Every week, my newsletter subscribers get links to some of the goodies that I’ve come across on the internets.
Here were the goodies that my peeps got their learn on in December
If you want to get a copy of my weekend learning goodies every Friday, fill out the form below. That way you can brag to all your friends about the cool things you’ve learned over the weekend.
Biggest Lesson of the Month
I’ve been thinking a lot about generalism and specialism. Becoming a generalist involves implementing things with an individual that intend to have systemic effects, whereas the specialist implements things that intend to have a specific effect.
Think about encouraging your clients to sleep effectively, eat more vegetables, and move effectively. Implementing these three strategies will lead to system-wide effects first and foremost, and may impact a specific goal that you have. These are the tools of a generalist
On the flipside, consider a surgical procedure, medication, etc. These modalities have a higher likelihood of meeting a specific goal first and foremost, but the system-wide effect is less certain.
Though upon careful reflection on this thought, really anything we implement as a generalist or specialist is riddled with uncertainty.
Both types of practitioners are necessary to maximize health, longevity, and/or performance.
Quote of the Month
“Ego is about who’s right. Truth is about what’s right.” ~Mike Maples Jr
Ego is something I’ve been working on getting control of over the last year, and it has been most impactful in my overall happiness and well being. I just wish I took this quote to heart much earlier in life.
Hike of the Month
Hiking frequency has gone down a bit because it’s so…dang…cold, but I had a dope hike at Joshua Tree.
It wasn’t the most challenging hike, but had a wide variety of things to see. Whether it was an old mine, or climbing a mountain, you could definitely get your nature gains on point.
And the Joshua Trees themselves, Hyoooge. Way bigger than any of the others I’ve ever seen.
I was first made aware of the constrained theory of energy expenditure by Mike Roussell, and Joel Jamison takes the concept to another level. This article made me really think about how I am approaching building my own fitness, and just how important recovery is.
Excited to make it through the series as it comes out.
One of the most challenging aspects I had with sports science is getting buy-in from the coaching staff.
Here, Yan Le Meur boils it down to the most important aspects that a coach wants to know, as well as which variables are most actionable from an intervention standpoint. It’s an infographic I wish I had while in the league.
I love how Dean preached individualization in regards to the assessment process. Many times we seek models that place clients into buckets or patterns, but Dean reminds us to keep the client’s goals in mind. This cannot be emphasized enough.
Ever find yourself having a hankering to watch just one Youtube video only to find yourself watching 6 hours worth of cat videos? This app, which Tim Ferris exposed me to, nips that time waster in the bud by showing roughly how many days are left in your life. Like sand through the hourglass or something, fam (see what I did there?)
Turning 30 is all types of hell…
But my boi Seth Oberst makes the most of it.
Seth recently reflected on the 30 lessons he learned by age 30, and I found the post incredibly inciteful. I’d call it part rehab, part philosophical, part psychological, and full awesome.
Learning from a cat like Seth has made me a much more well-rounded clinician.
More great Robb Wolf podcasts. This time, it was my boi Chris Kresser. I absolutely love some of the solutions he presents to saving healthcare, as well as how salient he creates awareness of the problem of healthcare.
One of my favorite classes of the year, put on by my fam from Resilient. Here we learned all the fundamental keys to effective movement, how to perform the big lifts savagely well, and how to use specific movements to improve joint position in these lifts.
Follow these guys, they are some of the biggest stewards of the profession.
My thoughts on pain education have morphed a substantial degree over the past year. While I think my understanding of pain’s complexities have enhanced, I’ve worked on simplifying my education paradigms.
I’ve often found that going down the neurophysiological rabbit hole is completely unnecessary, and providing simple examples has led to substantial changes in buy-in and client understanding.
Check this talk out to understand the process, and get my updated thoughts.

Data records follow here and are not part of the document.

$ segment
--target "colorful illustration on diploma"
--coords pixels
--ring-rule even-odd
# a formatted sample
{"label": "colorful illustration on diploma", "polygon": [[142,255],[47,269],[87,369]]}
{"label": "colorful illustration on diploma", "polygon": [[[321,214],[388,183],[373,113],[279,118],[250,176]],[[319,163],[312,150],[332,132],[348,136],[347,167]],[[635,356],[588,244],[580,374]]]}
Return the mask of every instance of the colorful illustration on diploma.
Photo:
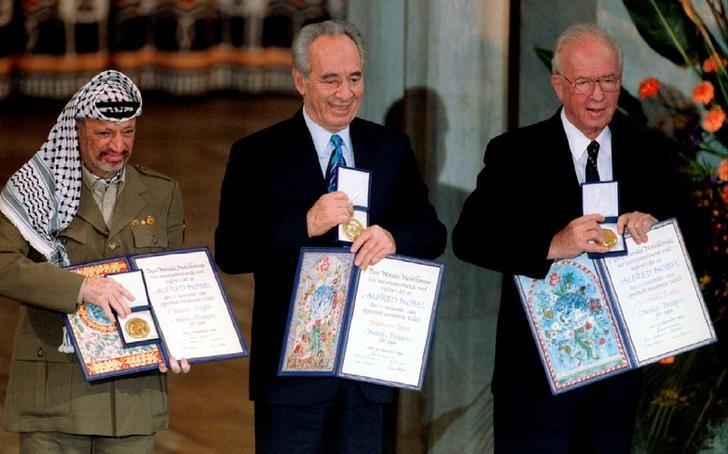
{"label": "colorful illustration on diploma", "polygon": [[[129,266],[124,259],[118,259],[100,265],[73,267],[71,271],[94,277],[129,271]],[[94,304],[84,302],[67,320],[80,349],[83,367],[91,377],[163,361],[156,344],[125,348],[116,324]]]}
{"label": "colorful illustration on diploma", "polygon": [[304,256],[283,370],[334,370],[351,272],[348,252]]}
{"label": "colorful illustration on diploma", "polygon": [[546,279],[529,281],[528,310],[550,373],[559,385],[628,365],[590,260],[560,260]]}

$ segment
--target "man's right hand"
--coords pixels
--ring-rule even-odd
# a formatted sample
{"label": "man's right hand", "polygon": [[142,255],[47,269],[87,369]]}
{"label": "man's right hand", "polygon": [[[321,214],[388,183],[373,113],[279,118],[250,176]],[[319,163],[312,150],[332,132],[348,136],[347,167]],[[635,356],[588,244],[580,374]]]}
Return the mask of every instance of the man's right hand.
{"label": "man's right hand", "polygon": [[349,222],[354,206],[345,193],[329,192],[322,195],[306,213],[308,237],[321,236],[339,224]]}
{"label": "man's right hand", "polygon": [[83,282],[81,297],[87,303],[95,304],[104,310],[104,315],[114,321],[114,312],[128,317],[131,309],[127,301],[134,301],[134,296],[113,279],[105,277],[87,277]]}
{"label": "man's right hand", "polygon": [[595,241],[604,241],[604,233],[599,222],[604,220],[600,214],[587,214],[569,222],[551,239],[548,259],[569,259],[583,254],[609,252],[606,246],[599,246]]}

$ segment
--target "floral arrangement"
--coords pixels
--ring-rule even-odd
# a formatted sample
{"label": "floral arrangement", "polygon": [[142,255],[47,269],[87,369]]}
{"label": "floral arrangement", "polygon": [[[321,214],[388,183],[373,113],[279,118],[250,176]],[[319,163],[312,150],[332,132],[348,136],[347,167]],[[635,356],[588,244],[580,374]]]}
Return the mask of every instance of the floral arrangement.
{"label": "floral arrangement", "polygon": [[638,431],[650,452],[710,447],[728,424],[728,16],[722,0],[702,1],[710,26],[692,0],[623,0],[647,44],[700,79],[689,97],[655,77],[637,93],[648,126],[681,145],[693,200],[711,220],[711,250],[695,267],[719,339],[645,371]]}

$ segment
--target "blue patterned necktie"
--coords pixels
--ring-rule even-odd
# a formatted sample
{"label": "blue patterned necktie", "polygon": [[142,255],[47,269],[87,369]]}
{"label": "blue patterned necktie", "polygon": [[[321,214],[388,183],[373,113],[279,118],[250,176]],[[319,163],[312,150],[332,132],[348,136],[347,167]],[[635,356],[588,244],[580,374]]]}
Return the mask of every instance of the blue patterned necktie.
{"label": "blue patterned necktie", "polygon": [[330,142],[334,146],[334,149],[331,151],[329,165],[326,167],[326,182],[328,183],[329,192],[333,192],[336,191],[336,179],[339,173],[337,170],[339,167],[346,166],[346,161],[344,160],[344,153],[341,150],[341,146],[344,144],[341,137],[338,134],[334,134],[331,136]]}
{"label": "blue patterned necktie", "polygon": [[586,160],[586,182],[599,181],[599,169],[597,169],[597,156],[599,155],[599,142],[592,140],[586,147],[589,157]]}

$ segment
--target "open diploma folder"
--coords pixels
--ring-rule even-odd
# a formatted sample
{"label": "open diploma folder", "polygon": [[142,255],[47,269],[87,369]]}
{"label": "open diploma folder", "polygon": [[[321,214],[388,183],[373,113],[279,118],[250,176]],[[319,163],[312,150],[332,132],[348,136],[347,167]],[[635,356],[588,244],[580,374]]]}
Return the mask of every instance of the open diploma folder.
{"label": "open diploma folder", "polygon": [[553,263],[515,276],[553,394],[716,341],[675,219],[628,255]]}
{"label": "open diploma folder", "polygon": [[444,265],[390,255],[361,271],[342,248],[302,248],[278,375],[420,390]]}
{"label": "open diploma folder", "polygon": [[89,277],[108,275],[135,297],[131,315],[118,324],[88,303],[64,315],[89,381],[157,369],[169,355],[198,363],[248,354],[207,248],[129,255],[67,269]]}

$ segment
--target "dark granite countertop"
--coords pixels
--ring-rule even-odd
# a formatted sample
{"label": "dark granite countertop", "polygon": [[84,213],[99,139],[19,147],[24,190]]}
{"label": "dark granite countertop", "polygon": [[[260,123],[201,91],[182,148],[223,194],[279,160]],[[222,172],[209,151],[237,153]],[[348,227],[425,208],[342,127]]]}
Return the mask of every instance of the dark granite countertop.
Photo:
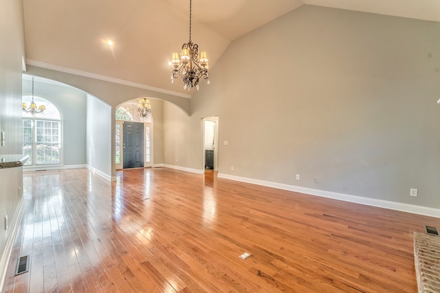
{"label": "dark granite countertop", "polygon": [[0,155],[0,169],[23,166],[29,160],[29,155]]}

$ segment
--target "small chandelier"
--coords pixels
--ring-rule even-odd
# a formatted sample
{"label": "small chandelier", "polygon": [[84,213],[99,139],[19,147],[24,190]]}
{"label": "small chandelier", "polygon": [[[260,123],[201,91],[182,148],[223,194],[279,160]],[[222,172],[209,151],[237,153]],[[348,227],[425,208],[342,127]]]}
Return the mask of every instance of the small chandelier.
{"label": "small chandelier", "polygon": [[138,103],[138,111],[142,118],[147,118],[151,113],[151,106],[150,106],[150,99],[141,98]]}
{"label": "small chandelier", "polygon": [[199,80],[206,79],[209,85],[208,76],[208,57],[206,52],[200,53],[199,45],[193,44],[191,40],[191,0],[190,0],[190,40],[182,46],[180,58],[177,53],[173,53],[171,65],[174,67],[171,74],[171,83],[179,75],[184,80],[184,89],[195,87],[199,90]]}
{"label": "small chandelier", "polygon": [[36,104],[34,102],[34,76],[32,76],[32,102],[29,105],[29,108],[28,108],[25,102],[22,102],[21,109],[25,112],[30,113],[32,115],[43,113],[44,112],[44,110],[46,109],[46,107],[44,105],[37,107]]}

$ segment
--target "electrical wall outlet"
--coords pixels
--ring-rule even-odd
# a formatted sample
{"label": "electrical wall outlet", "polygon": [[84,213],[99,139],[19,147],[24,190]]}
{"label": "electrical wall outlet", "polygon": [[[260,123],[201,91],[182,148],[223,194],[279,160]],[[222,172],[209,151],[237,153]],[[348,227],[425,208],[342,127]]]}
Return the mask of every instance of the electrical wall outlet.
{"label": "electrical wall outlet", "polygon": [[410,188],[410,196],[417,197],[417,190],[416,188]]}

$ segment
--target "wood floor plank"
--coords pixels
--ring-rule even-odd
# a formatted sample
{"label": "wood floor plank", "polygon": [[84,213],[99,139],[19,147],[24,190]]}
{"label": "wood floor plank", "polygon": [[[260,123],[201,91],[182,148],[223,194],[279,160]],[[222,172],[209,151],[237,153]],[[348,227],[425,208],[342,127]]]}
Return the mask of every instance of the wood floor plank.
{"label": "wood floor plank", "polygon": [[440,227],[165,168],[26,172],[23,198],[5,292],[412,292],[412,232]]}

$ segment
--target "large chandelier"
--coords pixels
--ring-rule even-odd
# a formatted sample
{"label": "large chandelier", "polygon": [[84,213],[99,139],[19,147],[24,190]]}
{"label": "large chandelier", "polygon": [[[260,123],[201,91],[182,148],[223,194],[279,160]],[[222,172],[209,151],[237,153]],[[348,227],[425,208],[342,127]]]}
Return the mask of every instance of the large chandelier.
{"label": "large chandelier", "polygon": [[142,118],[146,118],[151,113],[151,106],[150,106],[150,99],[141,98],[138,103],[138,111]]}
{"label": "large chandelier", "polygon": [[184,80],[184,89],[195,87],[199,90],[199,80],[206,79],[209,84],[208,76],[208,57],[206,52],[199,56],[199,45],[193,44],[191,40],[191,0],[190,0],[190,40],[182,46],[180,58],[177,53],[173,53],[171,65],[174,67],[171,74],[171,83],[180,76]]}
{"label": "large chandelier", "polygon": [[44,112],[44,110],[46,109],[46,107],[44,105],[37,107],[35,102],[34,102],[34,76],[32,76],[32,102],[29,105],[29,108],[28,107],[28,105],[26,105],[25,102],[22,102],[21,109],[25,112],[30,113],[32,115],[43,113]]}

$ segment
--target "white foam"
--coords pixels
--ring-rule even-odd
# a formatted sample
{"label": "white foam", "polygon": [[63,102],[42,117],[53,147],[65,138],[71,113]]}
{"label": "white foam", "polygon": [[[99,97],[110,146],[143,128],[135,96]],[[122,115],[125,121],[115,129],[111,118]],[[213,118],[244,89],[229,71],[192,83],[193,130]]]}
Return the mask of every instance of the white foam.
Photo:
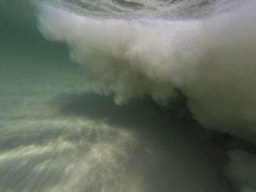
{"label": "white foam", "polygon": [[[38,27],[66,42],[93,90],[114,93],[116,104],[145,94],[165,104],[178,89],[204,127],[255,143],[255,8],[252,1],[210,18],[168,21],[89,18],[41,4]],[[247,184],[241,191],[254,191]]]}

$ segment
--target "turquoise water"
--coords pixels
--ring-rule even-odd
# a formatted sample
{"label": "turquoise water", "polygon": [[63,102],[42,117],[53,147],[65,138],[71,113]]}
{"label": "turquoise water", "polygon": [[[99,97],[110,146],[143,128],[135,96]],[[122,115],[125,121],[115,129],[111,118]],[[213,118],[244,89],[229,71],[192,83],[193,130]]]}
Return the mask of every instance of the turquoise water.
{"label": "turquoise water", "polygon": [[255,191],[254,7],[0,3],[0,191]]}

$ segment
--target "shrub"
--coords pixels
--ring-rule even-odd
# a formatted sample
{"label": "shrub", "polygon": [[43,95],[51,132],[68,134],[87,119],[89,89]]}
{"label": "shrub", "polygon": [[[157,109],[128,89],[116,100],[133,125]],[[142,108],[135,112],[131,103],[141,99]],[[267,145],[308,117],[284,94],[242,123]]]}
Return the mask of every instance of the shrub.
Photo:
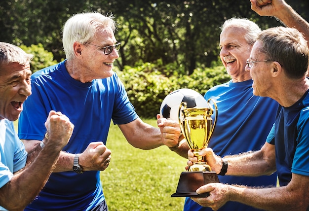
{"label": "shrub", "polygon": [[32,44],[30,47],[21,45],[19,47],[26,53],[34,56],[30,64],[30,68],[33,73],[58,63],[57,61],[54,60],[52,53],[45,50],[41,43],[38,45]]}
{"label": "shrub", "polygon": [[135,68],[125,67],[117,72],[137,113],[143,118],[155,118],[163,100],[173,91],[188,88],[204,95],[210,88],[231,78],[223,66],[197,69],[190,76],[177,72],[167,77],[161,67],[147,63]]}

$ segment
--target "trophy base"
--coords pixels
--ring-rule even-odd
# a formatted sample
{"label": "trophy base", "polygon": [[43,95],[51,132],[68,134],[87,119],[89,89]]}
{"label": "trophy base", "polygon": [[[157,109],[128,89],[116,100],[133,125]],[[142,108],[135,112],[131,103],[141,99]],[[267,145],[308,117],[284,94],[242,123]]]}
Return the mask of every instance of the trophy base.
{"label": "trophy base", "polygon": [[219,182],[217,174],[211,172],[183,172],[180,175],[176,193],[172,197],[207,197],[209,193],[197,194],[197,188],[206,184]]}

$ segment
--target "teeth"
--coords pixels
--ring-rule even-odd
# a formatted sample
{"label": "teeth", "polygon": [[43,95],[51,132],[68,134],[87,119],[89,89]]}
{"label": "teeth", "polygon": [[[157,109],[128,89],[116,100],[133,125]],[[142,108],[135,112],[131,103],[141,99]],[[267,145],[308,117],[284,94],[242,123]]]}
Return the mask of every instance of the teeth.
{"label": "teeth", "polygon": [[236,60],[236,59],[234,58],[231,58],[230,57],[225,57],[224,58],[224,61],[225,62],[226,62],[227,63],[229,63],[230,62],[234,62],[235,60]]}

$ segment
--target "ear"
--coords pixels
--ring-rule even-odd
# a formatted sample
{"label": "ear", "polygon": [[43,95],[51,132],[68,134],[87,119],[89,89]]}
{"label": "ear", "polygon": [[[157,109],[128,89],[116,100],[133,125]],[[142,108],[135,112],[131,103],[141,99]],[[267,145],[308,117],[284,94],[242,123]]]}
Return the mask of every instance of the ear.
{"label": "ear", "polygon": [[73,49],[74,49],[74,54],[77,57],[81,55],[81,51],[84,46],[77,42],[75,42],[73,44]]}
{"label": "ear", "polygon": [[276,61],[272,62],[272,68],[271,69],[271,74],[273,77],[277,77],[282,72],[283,70],[281,65]]}

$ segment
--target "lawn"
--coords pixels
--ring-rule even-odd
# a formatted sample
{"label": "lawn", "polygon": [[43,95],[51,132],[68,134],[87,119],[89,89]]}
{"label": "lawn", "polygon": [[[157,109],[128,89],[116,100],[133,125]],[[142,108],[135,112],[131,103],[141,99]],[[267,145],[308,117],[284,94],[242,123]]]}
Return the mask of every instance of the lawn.
{"label": "lawn", "polygon": [[[156,127],[154,119],[145,121]],[[112,160],[101,172],[101,179],[109,211],[183,210],[185,198],[171,195],[185,171],[186,159],[165,146],[150,150],[135,148],[113,124],[107,146],[112,151]]]}
{"label": "lawn", "polygon": [[[155,120],[145,121],[156,127]],[[107,146],[112,150],[112,160],[101,177],[110,211],[183,210],[185,198],[171,195],[187,159],[165,146],[150,150],[135,148],[113,125]]]}

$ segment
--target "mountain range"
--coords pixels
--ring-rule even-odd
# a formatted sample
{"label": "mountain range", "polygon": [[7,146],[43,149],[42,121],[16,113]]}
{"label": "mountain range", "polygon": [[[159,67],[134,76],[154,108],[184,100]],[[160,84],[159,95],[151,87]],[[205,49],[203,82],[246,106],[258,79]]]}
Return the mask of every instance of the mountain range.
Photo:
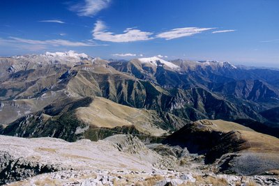
{"label": "mountain range", "polygon": [[[125,151],[124,157],[140,155],[133,158],[149,168],[155,166],[150,162],[160,162],[159,169],[183,171],[189,166],[198,175],[276,175],[278,105],[276,69],[216,61],[167,61],[156,56],[107,61],[73,51],[0,58],[1,137],[8,143],[30,144],[45,160],[58,153],[56,143],[68,146],[52,138],[77,141],[70,146],[77,151],[82,150],[77,146],[80,143],[91,146],[85,139],[98,141],[95,144],[100,148],[105,143],[110,149],[102,150],[105,158],[110,150]],[[4,135],[52,137],[38,140],[54,147],[41,145],[38,150],[33,139]],[[102,142],[107,140],[112,144]],[[54,160],[54,167],[49,167],[29,156],[22,162],[21,155],[5,150],[0,150],[0,184],[63,168]],[[152,154],[152,161],[142,160],[144,152]],[[91,156],[71,154],[69,158],[96,163]],[[64,165],[66,170],[70,166]],[[42,166],[43,170],[36,168]],[[30,174],[24,173],[27,169]]]}

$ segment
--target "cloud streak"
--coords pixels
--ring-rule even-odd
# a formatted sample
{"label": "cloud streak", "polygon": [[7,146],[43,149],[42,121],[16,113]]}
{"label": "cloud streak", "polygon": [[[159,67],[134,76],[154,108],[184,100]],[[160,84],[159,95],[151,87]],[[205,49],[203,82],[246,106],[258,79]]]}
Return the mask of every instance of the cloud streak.
{"label": "cloud streak", "polygon": [[225,33],[225,32],[232,32],[232,31],[236,31],[236,30],[215,31],[213,31],[212,33]]}
{"label": "cloud streak", "polygon": [[167,58],[167,56],[162,56],[161,54],[158,54],[156,56],[158,58]]}
{"label": "cloud streak", "polygon": [[156,38],[172,40],[181,37],[191,36],[206,31],[214,29],[215,28],[198,28],[198,27],[184,27],[174,29],[168,31],[162,32],[156,35]]}
{"label": "cloud streak", "polygon": [[84,0],[83,3],[73,5],[70,10],[76,12],[79,16],[93,17],[109,6],[110,0]]}
{"label": "cloud streak", "polygon": [[112,54],[114,56],[119,56],[119,57],[128,57],[128,56],[135,56],[137,54],[130,54],[130,53],[127,53],[127,54]]}
{"label": "cloud streak", "polygon": [[92,36],[95,40],[110,41],[114,42],[126,42],[140,40],[151,40],[153,33],[142,31],[134,28],[128,28],[123,31],[123,33],[116,34],[106,31],[106,26],[102,21],[97,21],[92,31]]}
{"label": "cloud streak", "polygon": [[29,40],[24,39],[15,37],[9,37],[11,40],[5,40],[6,42],[20,42],[26,43],[29,45],[52,45],[54,47],[57,46],[67,46],[67,47],[90,47],[96,46],[96,43],[93,42],[73,42],[66,40]]}
{"label": "cloud streak", "polygon": [[279,42],[279,39],[262,40],[261,42]]}
{"label": "cloud streak", "polygon": [[62,21],[61,21],[61,20],[42,20],[42,21],[39,21],[39,22],[54,22],[54,23],[65,24],[64,22],[62,22]]}

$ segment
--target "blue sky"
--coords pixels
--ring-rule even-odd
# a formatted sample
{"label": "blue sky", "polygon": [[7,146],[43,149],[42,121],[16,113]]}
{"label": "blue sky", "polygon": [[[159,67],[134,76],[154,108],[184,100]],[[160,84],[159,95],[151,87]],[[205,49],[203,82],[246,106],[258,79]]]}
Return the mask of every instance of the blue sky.
{"label": "blue sky", "polygon": [[279,67],[278,8],[278,0],[1,0],[0,56],[75,50]]}

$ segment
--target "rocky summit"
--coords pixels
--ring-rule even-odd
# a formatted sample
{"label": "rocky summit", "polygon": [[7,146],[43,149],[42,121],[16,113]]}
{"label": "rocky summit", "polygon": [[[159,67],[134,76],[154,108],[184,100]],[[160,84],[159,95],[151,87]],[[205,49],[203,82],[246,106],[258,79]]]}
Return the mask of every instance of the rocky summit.
{"label": "rocky summit", "polygon": [[279,70],[0,58],[0,185],[278,185]]}

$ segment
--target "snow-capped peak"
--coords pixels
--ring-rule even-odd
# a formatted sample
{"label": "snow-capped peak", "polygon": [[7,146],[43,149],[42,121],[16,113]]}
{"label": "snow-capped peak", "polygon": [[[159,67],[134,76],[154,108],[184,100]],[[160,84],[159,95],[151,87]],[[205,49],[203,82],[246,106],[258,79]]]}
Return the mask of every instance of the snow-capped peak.
{"label": "snow-capped peak", "polygon": [[220,62],[218,61],[197,61],[198,63],[202,63],[203,65],[217,65],[219,67],[222,67],[222,68],[234,68],[236,69],[236,67],[234,65],[232,65],[232,63],[230,63],[228,61],[225,61],[225,62]]}
{"label": "snow-capped peak", "polygon": [[54,53],[47,52],[45,53],[44,55],[48,57],[54,57],[54,58],[89,59],[89,56],[84,53],[77,54],[73,50],[70,50],[66,52],[54,52]]}
{"label": "snow-capped peak", "polygon": [[[174,63],[165,61],[162,59],[160,59],[157,56],[150,57],[150,58],[140,58],[138,59],[142,63],[149,63],[154,66],[158,65],[165,65],[172,69],[177,69],[179,68],[179,66],[174,65]],[[159,63],[158,63],[159,62]],[[163,64],[163,65],[162,65]]]}

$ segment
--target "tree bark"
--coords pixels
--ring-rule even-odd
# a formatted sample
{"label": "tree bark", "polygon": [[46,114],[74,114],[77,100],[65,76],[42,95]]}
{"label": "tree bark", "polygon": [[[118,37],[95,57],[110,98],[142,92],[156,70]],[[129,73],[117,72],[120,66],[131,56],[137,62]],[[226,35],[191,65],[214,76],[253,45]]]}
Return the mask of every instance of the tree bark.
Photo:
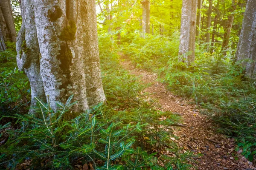
{"label": "tree bark", "polygon": [[248,0],[243,20],[242,29],[236,53],[241,60],[245,75],[256,79],[256,6],[253,0]]}
{"label": "tree bark", "polygon": [[31,0],[21,1],[20,5],[23,22],[18,34],[16,48],[18,67],[24,71],[30,83],[31,101],[29,112],[33,113],[36,105],[35,97],[46,102],[44,83],[40,74],[40,53],[35,26],[34,13],[29,8]]}
{"label": "tree bark", "polygon": [[217,5],[214,7],[214,11],[215,11],[216,14],[214,17],[214,20],[213,23],[213,29],[212,34],[212,40],[211,42],[210,52],[212,53],[213,52],[213,46],[214,46],[214,42],[215,42],[215,34],[217,33],[217,26],[219,22],[220,14],[218,9],[219,4],[219,0],[217,1]]}
{"label": "tree bark", "polygon": [[206,33],[206,42],[210,42],[210,29],[211,28],[211,19],[212,18],[212,0],[209,0],[209,8],[208,8],[207,18],[207,26]]}
{"label": "tree bark", "polygon": [[195,37],[199,43],[200,41],[200,26],[201,23],[201,8],[202,8],[202,0],[198,0],[198,11],[196,16],[196,28]]}
{"label": "tree bark", "polygon": [[[74,94],[74,100],[78,102],[72,109],[74,114],[66,118],[71,119],[105,100],[100,75],[95,1],[30,0],[23,0],[22,5],[29,4],[27,8],[35,14],[33,27],[39,44],[45,95],[49,95],[51,107],[55,110],[56,101],[64,102]],[[23,18],[26,17],[23,13]],[[25,28],[29,26],[27,24],[24,23]]]}
{"label": "tree bark", "polygon": [[145,37],[145,34],[150,34],[150,2],[144,0],[142,4],[142,34]]}
{"label": "tree bark", "polygon": [[229,39],[230,37],[230,33],[231,32],[233,21],[234,21],[234,12],[236,8],[237,4],[236,3],[236,0],[233,0],[232,4],[229,10],[230,14],[228,16],[227,20],[227,22],[225,22],[225,24],[224,26],[224,32],[223,36],[222,45],[221,46],[222,54],[224,55],[226,55],[227,51],[228,49]]}
{"label": "tree bark", "polygon": [[183,62],[189,64],[195,60],[197,4],[197,0],[182,2],[179,55],[182,56]]}
{"label": "tree bark", "polygon": [[6,50],[5,42],[16,42],[16,32],[10,0],[0,1],[0,50]]}

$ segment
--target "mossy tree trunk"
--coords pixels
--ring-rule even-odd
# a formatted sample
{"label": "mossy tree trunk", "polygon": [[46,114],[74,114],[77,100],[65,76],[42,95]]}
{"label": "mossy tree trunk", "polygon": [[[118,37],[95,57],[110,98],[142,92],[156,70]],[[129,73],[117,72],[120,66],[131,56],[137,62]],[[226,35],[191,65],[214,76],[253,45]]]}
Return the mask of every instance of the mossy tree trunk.
{"label": "mossy tree trunk", "polygon": [[179,55],[188,64],[195,61],[197,0],[183,0]]}
{"label": "mossy tree trunk", "polygon": [[145,34],[150,34],[150,2],[144,0],[141,2],[142,4],[142,37]]}
{"label": "mossy tree trunk", "polygon": [[0,0],[0,50],[6,49],[5,42],[16,42],[16,32],[10,0]]}
{"label": "mossy tree trunk", "polygon": [[40,52],[34,11],[30,8],[32,0],[22,0],[20,10],[22,24],[18,34],[16,43],[17,52],[17,61],[21,71],[24,71],[30,83],[31,89],[31,108],[29,113],[35,112],[33,108],[36,105],[35,97],[46,102],[44,83],[40,74]]}
{"label": "mossy tree trunk", "polygon": [[256,6],[248,0],[236,54],[245,70],[245,75],[256,79]]}
{"label": "mossy tree trunk", "polygon": [[[23,26],[25,30],[29,26],[36,30],[34,35],[37,37],[39,54],[37,66],[40,69],[44,96],[49,95],[51,107],[55,110],[56,101],[64,102],[74,94],[74,100],[78,102],[73,108],[73,114],[67,118],[70,119],[76,113],[105,101],[95,2],[30,0],[23,0],[21,8],[33,11],[34,25],[28,26],[25,23]],[[27,3],[30,5],[24,6]],[[23,18],[28,17],[24,12],[22,15]],[[25,37],[28,34],[25,31]],[[30,49],[27,46],[29,51]],[[19,54],[18,48],[17,51]],[[17,58],[19,57],[18,54]]]}
{"label": "mossy tree trunk", "polygon": [[198,10],[196,15],[196,28],[195,37],[197,42],[200,41],[200,27],[201,23],[201,8],[202,8],[202,0],[198,0]]}

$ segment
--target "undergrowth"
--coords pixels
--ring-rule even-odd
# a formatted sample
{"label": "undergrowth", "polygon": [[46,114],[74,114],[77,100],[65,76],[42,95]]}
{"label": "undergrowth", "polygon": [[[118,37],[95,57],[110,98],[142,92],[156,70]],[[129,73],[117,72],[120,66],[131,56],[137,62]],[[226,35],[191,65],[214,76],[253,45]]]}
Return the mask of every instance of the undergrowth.
{"label": "undergrowth", "polygon": [[235,137],[242,154],[252,161],[256,145],[255,82],[244,77],[243,68],[234,62],[232,49],[223,56],[219,48],[211,54],[207,45],[198,45],[195,63],[180,62],[178,40],[176,34],[134,36],[121,46],[135,65],[157,73],[169,90],[191,99],[212,118],[219,132]]}
{"label": "undergrowth", "polygon": [[70,120],[63,117],[71,114],[69,109],[76,102],[72,96],[65,104],[56,103],[55,112],[48,103],[38,100],[38,117],[18,112],[5,115],[2,120],[15,122],[0,127],[4,139],[0,144],[3,168],[81,169],[85,166],[90,170],[171,170],[192,167],[189,162],[196,156],[180,150],[171,139],[177,138],[171,127],[180,122],[180,117],[154,107],[154,101],[143,92],[147,85],[119,66],[109,36],[100,37],[99,45],[107,103]]}

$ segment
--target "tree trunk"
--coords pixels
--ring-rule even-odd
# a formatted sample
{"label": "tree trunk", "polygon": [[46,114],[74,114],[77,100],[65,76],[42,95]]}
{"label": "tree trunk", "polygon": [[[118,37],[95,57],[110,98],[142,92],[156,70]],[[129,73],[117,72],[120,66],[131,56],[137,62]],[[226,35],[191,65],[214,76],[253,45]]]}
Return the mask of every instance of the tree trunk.
{"label": "tree trunk", "polygon": [[150,34],[150,2],[144,0],[142,4],[142,34],[145,37],[145,34]]}
{"label": "tree trunk", "polygon": [[29,113],[35,112],[35,97],[46,102],[44,83],[40,74],[40,52],[35,26],[34,11],[29,8],[31,0],[22,0],[20,5],[22,24],[18,34],[16,48],[17,64],[19,69],[24,71],[31,89]]}
{"label": "tree trunk", "polygon": [[218,23],[219,19],[220,18],[220,14],[218,11],[218,6],[219,4],[219,0],[217,1],[217,5],[214,7],[214,10],[215,11],[216,14],[214,17],[214,21],[213,23],[213,29],[212,34],[212,40],[211,42],[210,52],[212,53],[213,52],[213,46],[214,46],[214,42],[215,42],[215,34],[217,33],[217,26]]}
{"label": "tree trunk", "polygon": [[[183,0],[179,55],[189,64],[195,60],[197,0]],[[191,54],[188,54],[189,52]]]}
{"label": "tree trunk", "polygon": [[256,79],[256,6],[248,0],[242,25],[236,57],[245,68],[245,75]]}
{"label": "tree trunk", "polygon": [[201,8],[202,8],[202,0],[198,0],[198,11],[196,16],[196,28],[195,31],[195,37],[197,41],[199,43],[200,40],[200,25],[201,23]]}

Here, I outlined the entire treatment process and post-treatment reflections. You get a glimpse in terms of what presentations lead me to making particular clinical decisions. If you can understand what compensatory strategies to look for, and what movements can drive favorable change, you can accomplish a lot without even touching someone.
I guess you guys need some help with sleeping (don’t we all). This post was by far the most popular.
This article discusses my sleep problem that I had with my fellas in the NBA D League, and it was a big one. With early flights and poor travel conditions, sleep was a luxury.
How do you make the most of a terrible situation? Read on to find out, and see the amazing results.
I want to thank everyone for making my return to blogging a joyous occasion. 2017 was a mixture of failures and successes for me, and you wonderful people have made this transition back to the blogosphere so smooth.
I am forever grateful that you have decided to become fam to this blog, and I look forward to seeing you here next year!